To both of you. For ever
. Nadia is comforted by those words, which have never been spoken to her. Which are actually nonsense, for what is âever'? And who can promise it? But it is the promising that is crucial. Simon would never say that to her.
For the foreseeable future
is more like it. Now, perhaps he would, perhaps he has changed enough to say that. But does she want him, changed? She strokes the cat from the top of its head, down the hot fur of its back to the tip of its tail and then walks on.

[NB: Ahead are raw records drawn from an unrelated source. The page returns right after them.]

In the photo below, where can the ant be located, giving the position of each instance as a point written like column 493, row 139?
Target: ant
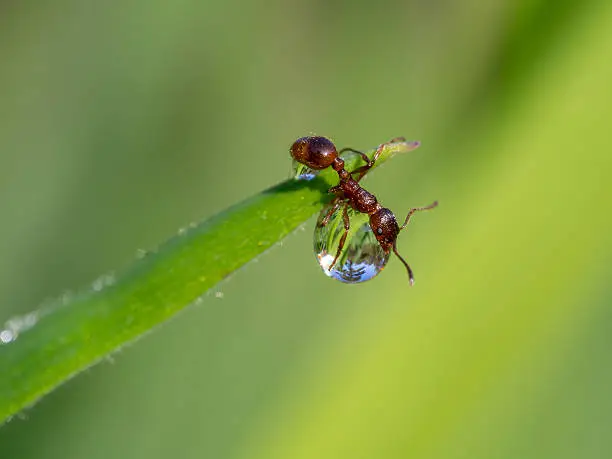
column 319, row 153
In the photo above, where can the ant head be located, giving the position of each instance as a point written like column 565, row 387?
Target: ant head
column 315, row 152
column 385, row 228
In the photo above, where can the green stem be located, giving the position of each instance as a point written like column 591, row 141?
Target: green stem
column 43, row 349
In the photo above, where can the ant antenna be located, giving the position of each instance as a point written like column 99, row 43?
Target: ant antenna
column 410, row 274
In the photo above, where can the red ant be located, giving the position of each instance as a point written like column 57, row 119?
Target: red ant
column 319, row 153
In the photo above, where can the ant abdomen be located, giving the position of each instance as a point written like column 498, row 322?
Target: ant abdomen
column 315, row 152
column 385, row 228
column 365, row 256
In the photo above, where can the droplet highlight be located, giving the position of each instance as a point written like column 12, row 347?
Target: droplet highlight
column 362, row 257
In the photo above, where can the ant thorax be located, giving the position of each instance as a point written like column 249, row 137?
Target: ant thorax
column 350, row 246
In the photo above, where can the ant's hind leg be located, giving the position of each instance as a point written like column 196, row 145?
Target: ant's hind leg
column 347, row 227
column 411, row 212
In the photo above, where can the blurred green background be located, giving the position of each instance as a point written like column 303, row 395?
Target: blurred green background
column 122, row 121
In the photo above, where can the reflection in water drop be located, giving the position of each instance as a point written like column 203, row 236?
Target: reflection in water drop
column 103, row 281
column 13, row 327
column 362, row 257
column 301, row 172
column 6, row 336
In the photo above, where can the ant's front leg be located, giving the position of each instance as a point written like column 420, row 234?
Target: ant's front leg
column 363, row 170
column 334, row 206
column 347, row 227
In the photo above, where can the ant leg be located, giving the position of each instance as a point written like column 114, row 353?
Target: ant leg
column 363, row 170
column 335, row 204
column 347, row 227
column 411, row 212
column 410, row 274
column 360, row 153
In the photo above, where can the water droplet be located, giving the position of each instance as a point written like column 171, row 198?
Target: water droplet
column 6, row 336
column 103, row 281
column 301, row 172
column 13, row 327
column 362, row 257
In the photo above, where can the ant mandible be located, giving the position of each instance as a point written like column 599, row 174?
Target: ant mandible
column 319, row 153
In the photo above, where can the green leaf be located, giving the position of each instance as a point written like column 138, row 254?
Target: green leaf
column 46, row 347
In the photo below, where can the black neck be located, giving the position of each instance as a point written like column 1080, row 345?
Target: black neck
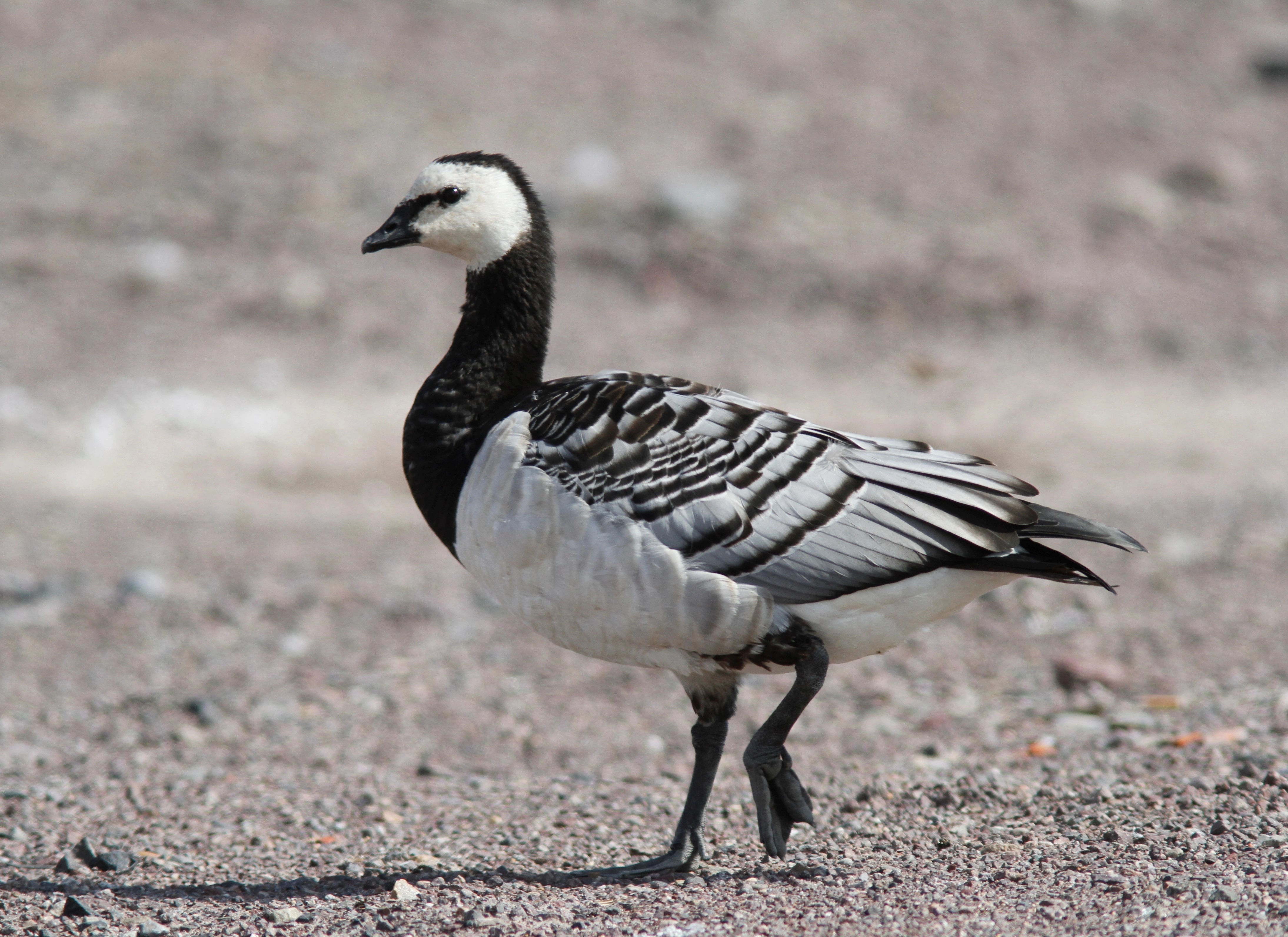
column 496, row 356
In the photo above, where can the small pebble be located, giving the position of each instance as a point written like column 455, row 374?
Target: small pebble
column 76, row 908
column 406, row 891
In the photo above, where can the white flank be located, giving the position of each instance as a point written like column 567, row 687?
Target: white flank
column 482, row 227
column 875, row 620
column 601, row 584
column 589, row 579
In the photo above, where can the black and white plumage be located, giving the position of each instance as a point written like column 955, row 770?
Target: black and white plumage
column 659, row 522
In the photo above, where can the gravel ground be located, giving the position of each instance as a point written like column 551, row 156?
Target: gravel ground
column 243, row 690
column 290, row 718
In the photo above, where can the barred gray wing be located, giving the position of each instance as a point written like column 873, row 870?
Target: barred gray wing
column 767, row 498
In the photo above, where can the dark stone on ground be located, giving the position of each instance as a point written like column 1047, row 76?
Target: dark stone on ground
column 78, row 908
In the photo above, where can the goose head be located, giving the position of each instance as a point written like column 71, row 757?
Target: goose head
column 476, row 207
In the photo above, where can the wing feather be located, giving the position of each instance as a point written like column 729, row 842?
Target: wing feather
column 767, row 498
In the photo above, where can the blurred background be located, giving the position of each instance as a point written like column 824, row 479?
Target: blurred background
column 1051, row 232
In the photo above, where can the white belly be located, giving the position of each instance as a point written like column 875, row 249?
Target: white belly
column 875, row 620
column 588, row 578
column 595, row 582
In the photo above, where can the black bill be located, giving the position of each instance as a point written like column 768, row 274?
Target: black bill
column 395, row 232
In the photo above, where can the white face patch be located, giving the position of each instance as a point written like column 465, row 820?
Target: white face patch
column 489, row 220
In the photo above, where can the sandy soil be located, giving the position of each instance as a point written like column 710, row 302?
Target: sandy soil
column 1046, row 232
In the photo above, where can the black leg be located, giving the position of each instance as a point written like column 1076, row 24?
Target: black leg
column 714, row 700
column 781, row 800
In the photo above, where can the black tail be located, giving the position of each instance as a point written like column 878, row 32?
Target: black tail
column 1059, row 525
column 1032, row 559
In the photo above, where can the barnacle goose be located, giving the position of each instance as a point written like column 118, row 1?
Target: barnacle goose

On the way home, she stops at the supermarket to buy Simon some strawberry yoghurt, bananas and custard tarts, all the sweet babyish things he craves as he lies on the sofa all day, watching schools broadcasts on the television. Standing in a queue at the check-out, she is amazed at herself, at how she had the nerve to do what she did. She feels dirty, as if there are smuts on her face; her hands are grimy and hot. But as far as it is possible to see, there is no danger of Celia wanting Simon. That is good. A sort of relief. She fidgets behind a woman who fumbles with her chequebook, drops her pen, tries to chat to the dazed-looking assistant. Somewhere behind her a baby wails, a thin and desperate sound. She looks round and meets the eyes of the child, a solid baby with fat red cheeks, a white plume of hair and a demonic expression. But does
she
want Simon? Or doesn't she?
In order to please and surprise Nadia, Simon prepares lunch. Eggs Florentine and new potatoes. In the illustration in the cookery book, the eggs nestle in their spinach nest, glistening and buttery. There is a bottle of Chardonnay in the fridge. He wants it to be all ready when she gets home. If they had a garden he would lay a cloth on the lawn, a red and white checked cloth. If they had such a cloth. But still, it will surprise Nadia, this initiative, it might open her up to him again.